Housing, education, childcare and financial inclusion will be core themes over next ten years, says Big Society Capital CEO.
After a decade of working to grow the UK’s social impact investing market, Big Society Capital (BSC) is calling for more institutional investors to invest more in themes such as the provision of social housing and supporting businesses and communities in deprived areas.
“Continuing to upscale the UK’s social impact space will require large amounts of capital from institutional investors,” Stephen Muers, CEO of the independent social investment institution, told ESG Investor.
“There are real opportunities across a number of social themes for institutional investors looking to diversify their approach to sustainability to both generate a positive social impact and drive strong financial returns.”
This week, BSC published a report outlining its contributions to UK-based social impact projects since being established in 2012.
The organisation has worked with over 200 institutional co-investors to raise £2.6 billion in social-focused investment, the report said, noting that this has been directed to over 2,000 charities and social enterprises tackling issues such as education in poverty-stricken areas.
One such charity is the London Early Years Foundation, which has been utilising investments to provide subsidised childcare in deprived communities, said Muers, ensuring that parents are able to continue work and maintain an income.
Over the next ten years, Muers said he hopes to see more asset owners with longer-term investment horizons – such as pension funds – contributing to scaling social impact.
In 2020, the Greater Manchester Pension Fund invested £10 million in a fund tackling homelessness.
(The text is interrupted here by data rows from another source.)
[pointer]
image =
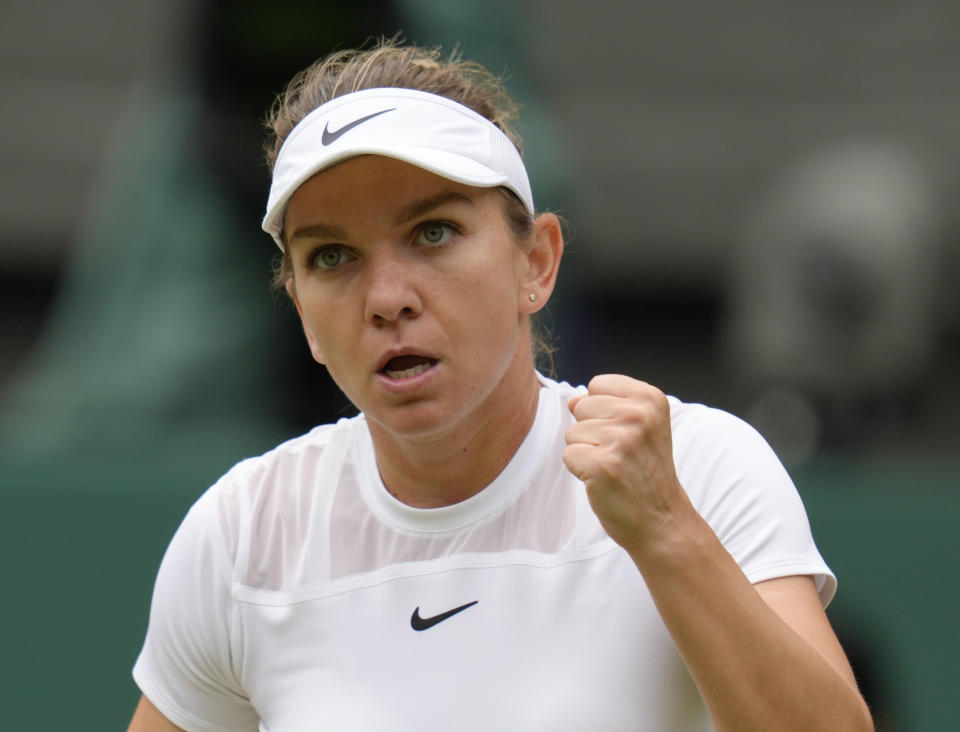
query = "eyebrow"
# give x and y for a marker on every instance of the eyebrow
(419, 208)
(318, 231)
(407, 213)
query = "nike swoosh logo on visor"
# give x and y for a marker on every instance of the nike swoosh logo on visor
(330, 136)
(418, 623)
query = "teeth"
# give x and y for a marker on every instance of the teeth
(408, 373)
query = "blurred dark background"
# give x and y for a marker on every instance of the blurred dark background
(762, 199)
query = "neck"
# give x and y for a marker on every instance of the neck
(448, 468)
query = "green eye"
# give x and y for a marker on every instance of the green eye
(329, 257)
(435, 233)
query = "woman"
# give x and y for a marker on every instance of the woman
(482, 547)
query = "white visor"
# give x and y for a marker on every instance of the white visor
(426, 130)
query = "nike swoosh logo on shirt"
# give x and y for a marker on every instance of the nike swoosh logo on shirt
(330, 136)
(418, 623)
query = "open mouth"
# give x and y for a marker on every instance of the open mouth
(406, 367)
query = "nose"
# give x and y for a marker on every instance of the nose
(391, 292)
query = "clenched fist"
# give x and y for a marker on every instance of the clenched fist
(621, 448)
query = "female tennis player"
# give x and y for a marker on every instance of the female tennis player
(481, 548)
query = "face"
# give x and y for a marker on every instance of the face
(413, 293)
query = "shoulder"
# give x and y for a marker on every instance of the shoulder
(274, 488)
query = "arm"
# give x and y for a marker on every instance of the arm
(764, 656)
(147, 718)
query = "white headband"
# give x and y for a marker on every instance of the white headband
(426, 130)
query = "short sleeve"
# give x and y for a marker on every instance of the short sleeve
(741, 488)
(188, 667)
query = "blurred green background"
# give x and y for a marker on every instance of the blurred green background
(762, 218)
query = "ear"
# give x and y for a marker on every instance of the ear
(543, 262)
(311, 341)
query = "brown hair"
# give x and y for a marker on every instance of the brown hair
(389, 64)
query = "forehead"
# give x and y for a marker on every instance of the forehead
(370, 187)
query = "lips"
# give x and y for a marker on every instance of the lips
(407, 366)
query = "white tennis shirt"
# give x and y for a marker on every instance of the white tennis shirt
(286, 600)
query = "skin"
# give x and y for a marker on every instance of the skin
(392, 260)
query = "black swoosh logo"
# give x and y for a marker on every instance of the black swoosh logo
(418, 623)
(329, 137)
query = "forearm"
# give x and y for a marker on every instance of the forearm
(753, 670)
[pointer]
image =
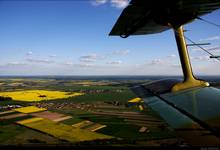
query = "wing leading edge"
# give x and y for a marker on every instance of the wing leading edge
(154, 16)
(192, 113)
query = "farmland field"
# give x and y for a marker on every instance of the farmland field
(98, 109)
(38, 95)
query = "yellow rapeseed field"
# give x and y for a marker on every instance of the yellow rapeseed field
(38, 95)
(61, 130)
(29, 109)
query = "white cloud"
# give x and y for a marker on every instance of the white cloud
(119, 3)
(35, 60)
(89, 58)
(69, 63)
(157, 62)
(52, 55)
(200, 58)
(121, 52)
(172, 56)
(213, 38)
(29, 53)
(15, 63)
(98, 2)
(117, 62)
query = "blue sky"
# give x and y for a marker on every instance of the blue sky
(71, 38)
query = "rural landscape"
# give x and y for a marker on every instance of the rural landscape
(62, 112)
(65, 112)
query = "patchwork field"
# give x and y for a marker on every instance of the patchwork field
(62, 131)
(51, 116)
(29, 109)
(38, 95)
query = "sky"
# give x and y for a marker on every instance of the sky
(70, 37)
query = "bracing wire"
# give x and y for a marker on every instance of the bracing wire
(201, 47)
(209, 22)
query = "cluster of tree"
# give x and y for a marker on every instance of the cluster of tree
(5, 98)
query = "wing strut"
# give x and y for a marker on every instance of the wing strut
(189, 79)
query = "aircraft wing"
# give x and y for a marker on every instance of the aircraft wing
(154, 16)
(193, 113)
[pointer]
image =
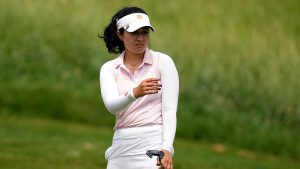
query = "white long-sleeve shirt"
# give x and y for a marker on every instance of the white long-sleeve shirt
(116, 80)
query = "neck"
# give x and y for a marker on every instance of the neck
(132, 59)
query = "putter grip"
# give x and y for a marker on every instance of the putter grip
(158, 153)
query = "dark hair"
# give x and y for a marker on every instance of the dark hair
(112, 41)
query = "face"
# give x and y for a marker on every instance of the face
(135, 42)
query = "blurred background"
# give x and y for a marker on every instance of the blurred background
(239, 68)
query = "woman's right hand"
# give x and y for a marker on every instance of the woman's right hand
(147, 86)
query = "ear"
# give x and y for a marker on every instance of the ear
(120, 35)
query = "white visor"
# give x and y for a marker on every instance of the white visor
(133, 22)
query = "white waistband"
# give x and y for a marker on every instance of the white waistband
(138, 132)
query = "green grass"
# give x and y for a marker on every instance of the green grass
(32, 143)
(238, 65)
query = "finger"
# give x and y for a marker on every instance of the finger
(158, 163)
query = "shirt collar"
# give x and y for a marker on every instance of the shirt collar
(148, 58)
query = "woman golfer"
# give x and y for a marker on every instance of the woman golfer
(140, 87)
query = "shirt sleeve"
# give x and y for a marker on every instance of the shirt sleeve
(113, 101)
(170, 92)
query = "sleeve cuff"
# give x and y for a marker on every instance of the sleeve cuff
(169, 148)
(131, 94)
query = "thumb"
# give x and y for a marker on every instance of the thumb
(158, 163)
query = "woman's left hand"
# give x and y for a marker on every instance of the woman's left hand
(166, 162)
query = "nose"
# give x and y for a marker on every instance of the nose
(140, 37)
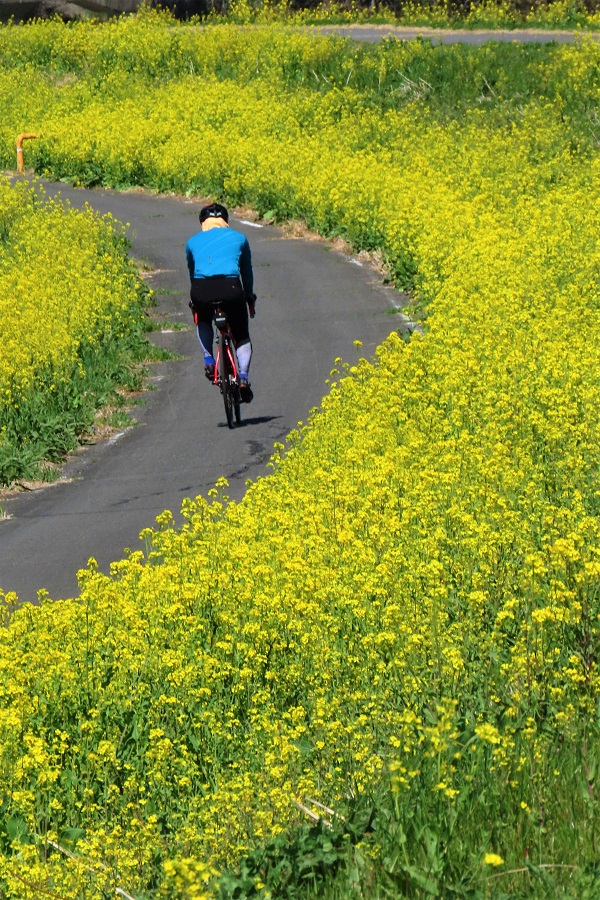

Last year, the Swansea, Strathclyde and London Borough of Hammersmith and Fulham pension schemes invested in a Man Group housing fund that aims to deliver housing for people earning below the median income.
“While there is a continued need to address homelessness in the UK, funding is also needed to support small businesses in the poorest parts of the country and to bolster financial inclusion for people currently struggling to get bank accounts, good credit or insurance without paying premium prices,” said Muers.
One in five Britons feel “locked out” of the financial system, according to The Financial Inclusion Report 2022 from London-based lender Plend. With energy and food costs rising, a third say they are unprepared for a financial emergency.
Sir Ronald Cohen, Chair of the Global Steering Group for Impact Investment and a pioneer of global impact investing, previously said investment in “disruptive technology” can have a positive impact on social issues like education and healthcare.
“As our economies shift from optimising risk-return to risk, return and impact, we can expect both investors and companies to deliver powerful solutions to the great social and environmental problems we face, leading our economic system to generate widespread economic, social and environmental improvement,” Cohen, who is also co-founding Chair of BSC, wrote in the report.
However, the social segment of the current impact investment market is around £6.4 billion, the BSC report noted, adding that its 2021-25 strategy aims to help grow the market to £10-£15 billion.
“To ensure this happens, it would be useful if the government clarified existing regulations to more specifically outline the extent to which pension scheme trustees and charitable endowments can take social impacts into account in their investing decisions, in line with their fiduciary duty,” Muers added.
Given that the current cost-of-living crisis is expected to have a disproportionate long-term impact on poorer communities, ensuring that maximum financial support is there for people who need it most is paramount, he said.
Grappling with social impact data
One of the biggest challenges that continues to make social impact investing more challenging for asset owners is the lack of reliable, comparable and transparent data, said Muers, to support the investment case.
Investors can measure a company’s emissions reductions following their investment in a decarbonisation project to assess their climate-related impact, Muers noted.
“Social-related impact is far more varied. You may be assessing health, education outcomes, stable housing and more. These themes aren’t easily comparable to each other and can’t be combined under a single metric,” he said.
BSC uses the Impact Management Platform “extensively” across its investments, Muers noted, explaining that the framework “pushes for real clarity and transparency around what an organisation or investor is trying to achieve through their impact investing strategies”.
Launched in November, the Impact Management Platform was developed to improve cohesion between existing standards and to support industry impact-related dialogue with policymakers. The platform hosts impact measurement and reporting resources provided by standards-setters and frameworks, such as the UN Sustainable Development Goals.
In the absence of standardised metrics, Muers said that the collation of qualitative information is an important part of measuring social-related impact.
“It helps investors understand the difference their investments are making if they engage with the organisations and people the capital is affecting directly,” he said.